Tanrı Seviyesi Şeytan - Bölüm 1016
“Olamaz, değil mi? Şimdi Mor Saray’ı açıp Menekşe Sarayı’nın kapısını kırabilir miyim?”
Xia Ping, Mor Malikane Aleminden çok uzakta olmadığını hissetti ve istekli olduğu sürece her an Mor Malikane Alemine adım atabilirdi.
Ama yine de kendini tuttu.
Birincisi, beş büyük ırk meselesini çözmemişti. Eğer aceleyle Kral Alemine ilerlerse, o zaman kesinlikle bu Gizli Alemden kovulacaktı. Kazançlar kayıpları telafi etmeyecek ve gelecekte arkasında büyük bir sorun bırakacaktır.
İkincisi, vücudundaki tüm akupunktur noktalarını başarılı bir şekilde açmamıştı ve vücudunun zirve durumuna ulaşmasına izin vermemişti.

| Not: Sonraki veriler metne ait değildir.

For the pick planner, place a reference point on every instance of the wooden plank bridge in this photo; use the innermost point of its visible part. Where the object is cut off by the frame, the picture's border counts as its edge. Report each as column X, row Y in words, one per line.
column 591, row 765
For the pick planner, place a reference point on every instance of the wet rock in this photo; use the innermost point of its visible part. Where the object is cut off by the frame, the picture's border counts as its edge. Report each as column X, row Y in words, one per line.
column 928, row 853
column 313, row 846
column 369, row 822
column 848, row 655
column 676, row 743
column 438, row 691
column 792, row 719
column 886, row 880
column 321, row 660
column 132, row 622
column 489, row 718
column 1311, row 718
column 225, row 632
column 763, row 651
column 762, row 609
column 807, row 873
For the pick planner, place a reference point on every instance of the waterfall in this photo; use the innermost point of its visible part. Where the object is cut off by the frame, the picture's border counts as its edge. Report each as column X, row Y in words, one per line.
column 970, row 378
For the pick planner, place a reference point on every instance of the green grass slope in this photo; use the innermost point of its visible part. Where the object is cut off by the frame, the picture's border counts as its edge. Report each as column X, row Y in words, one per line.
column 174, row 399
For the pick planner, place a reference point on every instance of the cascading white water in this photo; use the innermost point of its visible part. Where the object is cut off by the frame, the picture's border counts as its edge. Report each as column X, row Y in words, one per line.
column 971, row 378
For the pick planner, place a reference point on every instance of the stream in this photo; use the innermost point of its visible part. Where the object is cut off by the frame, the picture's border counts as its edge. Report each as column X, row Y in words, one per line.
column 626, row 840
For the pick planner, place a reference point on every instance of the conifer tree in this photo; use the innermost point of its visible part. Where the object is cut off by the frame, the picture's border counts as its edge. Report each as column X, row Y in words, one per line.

Eğer Mor Sarayı şimdi açsaydı, muhtemelen vücudunda yaralar bırakacaktı.
Mor Sarayı açmadan önce Özü, Qi ve Ruhunun zirve durumuna yükselmesini beklemek daha iyiydi. Ancak o zaman potansiyeli sınırsız olacaktı ve vücudunun arkasında onarılamaz bir hata bırakmasına izin vermeyecekti.
Aksi takdirde, tüm hayatı boyunca Kral Alemine aceleyle ilerlediği için pişman olacaktı.
“Onu tüm dünyada aradım, ancak şans eseri buldum. Başlangıçta hala zihinsel gücümü nasıl yumuşatacağımı düşünüyordum ama Sekiz İlahi Ejderhanın Müziğinin birinin zihinsel gücünü yumuşatmak için üstün bir gizli teknik olacağı kimin aklına gelirdi?”
Xia Ping çok sevindi. Bir hazine aldığını hissetti.
İlahi Ejderhanın Müziğini ne kadar çok geliştirirse, bu dövüş sanatının o kadar anlaşılmaz olduğunu hissediyordu. Eğer onu yüksek bir seviyeye kadar geliştirirse, ruhu bile bir ejderhanın gücü tarafından lekelenirdi.
Tek bir kükreme ile tüm canlılar boyun eğecek ve ruhları parçalanacaktı.
Buraya kadar düşündüğünde, Kral Alemine girme dürtüsünü dizginledi ve vücudunun bu patlayıcı güç artışına alışması için Saf Yang Ebedi Tekniğini durmaksızın dolaştırırken patlayıcı bir şekilde yükselen yetişimini yavaşça sağlamlaştırdı.
…
Bir gün sonra, Xia Ping nihayet inzivadan çıktı. Yüce Güç Dokuzuncu Cennetin gücünü sindirmiş ve emmişti ve savaş etkinliği iki katından fazla artmıştı.
Kuraklık Şeytan Kabilesi’nin reisi Han Ge tekrar gelse bile, onu çıplak yumruklarıyla yarı yarıya dövebilirdi.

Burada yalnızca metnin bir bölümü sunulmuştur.